Why are you putting up with this??? I understand that you are a believer of God but God did not put you on this earth to be treated like that. I think you should divorce him and move on with your life, how long will you live like this before you realise that you deserve a lot better. You are looking after his kids not yours, his mother not yours, and your having to put up with the fact that he is cheating on you. Granted you have made a promise to God but that does not mean that you destroy your life to stick to that promise, you promised to stay faithfull and be a good wife which im sure you have been im sure you did not promise that you will put up with whatever crap he throws at you. Good luck


----------



## GreenEyes (Jan 27, 2011)

I would tell you what my dad would tell me...My dad is one of the best Christian men that I know, when I asked him what his thoughts were in instances such as yours he said that God would have never intended for you to be in this type of relationship and sometimes divorce is a necessity....The problems in the relationship were nothing that you created, I honestly do not think that God would want any of his children to suffer, you were deceived, it is not your fault...


----------



## 04pepper (Feb 16, 2012)

I can't believe he has done a 180 on his whole being and that I fell for it. I have 4 children of my own 3 grown and a 7 year old. We have four children at home his and mine. Honestly I think i stay for the kids more than him. His ex is too busy with her life to even get them when she is supposed to and hardly ever calls. He works 4pm to 3am and sleeps till noon. He usually is busy until right before he goes into work. I try to spend quality time with them. I feel sorry for them. Neither parent makes time for them and prefers someone to do the job for them.We are converting the garage into an apartment for his mother and I work on that when the kids go to bed and he is at work. 

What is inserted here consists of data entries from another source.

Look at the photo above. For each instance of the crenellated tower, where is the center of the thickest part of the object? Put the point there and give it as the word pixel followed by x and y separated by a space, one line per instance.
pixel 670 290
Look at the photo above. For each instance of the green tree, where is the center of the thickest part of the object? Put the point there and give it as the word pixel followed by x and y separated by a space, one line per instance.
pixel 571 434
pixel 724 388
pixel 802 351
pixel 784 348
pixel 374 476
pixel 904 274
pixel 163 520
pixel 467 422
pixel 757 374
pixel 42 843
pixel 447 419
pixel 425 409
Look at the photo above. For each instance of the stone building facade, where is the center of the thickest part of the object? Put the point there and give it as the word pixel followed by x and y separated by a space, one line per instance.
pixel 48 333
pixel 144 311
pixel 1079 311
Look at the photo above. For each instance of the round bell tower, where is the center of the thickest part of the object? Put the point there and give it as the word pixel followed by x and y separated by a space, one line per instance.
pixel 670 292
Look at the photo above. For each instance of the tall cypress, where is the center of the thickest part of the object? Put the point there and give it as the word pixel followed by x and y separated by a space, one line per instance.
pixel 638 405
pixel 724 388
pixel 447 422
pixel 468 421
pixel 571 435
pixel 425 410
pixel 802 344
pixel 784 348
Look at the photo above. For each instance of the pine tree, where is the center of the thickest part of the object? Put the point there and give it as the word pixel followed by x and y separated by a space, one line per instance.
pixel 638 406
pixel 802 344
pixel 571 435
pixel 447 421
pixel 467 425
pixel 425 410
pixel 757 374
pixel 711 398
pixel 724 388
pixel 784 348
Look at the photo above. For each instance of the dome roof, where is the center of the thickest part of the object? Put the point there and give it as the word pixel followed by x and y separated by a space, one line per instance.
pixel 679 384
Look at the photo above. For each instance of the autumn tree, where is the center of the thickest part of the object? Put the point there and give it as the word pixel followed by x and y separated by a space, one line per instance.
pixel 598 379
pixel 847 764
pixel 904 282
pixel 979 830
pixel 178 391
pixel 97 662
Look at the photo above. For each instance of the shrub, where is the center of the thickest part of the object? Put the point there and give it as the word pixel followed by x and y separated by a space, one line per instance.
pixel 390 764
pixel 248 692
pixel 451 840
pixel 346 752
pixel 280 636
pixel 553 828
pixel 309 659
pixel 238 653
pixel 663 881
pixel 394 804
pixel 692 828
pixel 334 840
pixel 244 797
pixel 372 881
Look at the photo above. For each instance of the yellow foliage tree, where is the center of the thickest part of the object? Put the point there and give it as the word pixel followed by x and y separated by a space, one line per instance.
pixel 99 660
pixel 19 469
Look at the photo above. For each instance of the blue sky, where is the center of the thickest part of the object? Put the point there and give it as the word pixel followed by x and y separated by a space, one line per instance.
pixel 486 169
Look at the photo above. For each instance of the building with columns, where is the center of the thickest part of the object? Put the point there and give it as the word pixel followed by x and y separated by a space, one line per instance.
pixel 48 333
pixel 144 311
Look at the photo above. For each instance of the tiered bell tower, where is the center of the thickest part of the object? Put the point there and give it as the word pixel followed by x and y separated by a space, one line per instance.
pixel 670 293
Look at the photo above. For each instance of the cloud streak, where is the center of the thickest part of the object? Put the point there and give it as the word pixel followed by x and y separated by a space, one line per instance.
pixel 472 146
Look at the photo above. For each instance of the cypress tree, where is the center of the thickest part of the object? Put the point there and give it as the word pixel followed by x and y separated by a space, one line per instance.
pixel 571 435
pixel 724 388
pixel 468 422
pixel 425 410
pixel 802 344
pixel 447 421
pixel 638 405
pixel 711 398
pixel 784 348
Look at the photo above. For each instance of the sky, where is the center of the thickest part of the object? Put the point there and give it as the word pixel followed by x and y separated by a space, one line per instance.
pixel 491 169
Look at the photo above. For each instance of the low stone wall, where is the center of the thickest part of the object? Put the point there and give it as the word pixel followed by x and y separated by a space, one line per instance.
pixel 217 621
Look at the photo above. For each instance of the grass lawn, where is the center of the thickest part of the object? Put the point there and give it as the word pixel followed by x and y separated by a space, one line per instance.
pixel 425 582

You are right I am mature 44 and he is 34. I am settled in life and content, he is not, but says he is. I have survived 2 bad divorces and made it very clear if we married I planned on forever and did not agree divorce was an option. I guess I am kicking myself for being so blindsided and praying for a way out. 

I have no job and no way to work and finish school at the moment and could never provide enough income for a place to live for my child. (I don't get child support and wont go through the hassel to get it. She is easy to care for and when Im done with school money will not be an issue in 2 years). At my age I am scared of the world and hurting the kids more than him. 

I have been abused in my past relationships and cheated on. One ex gave the reason that I treated him too good like a king and he took advantage. This one I just don't understand how he was such a smooth talker and I fell for it.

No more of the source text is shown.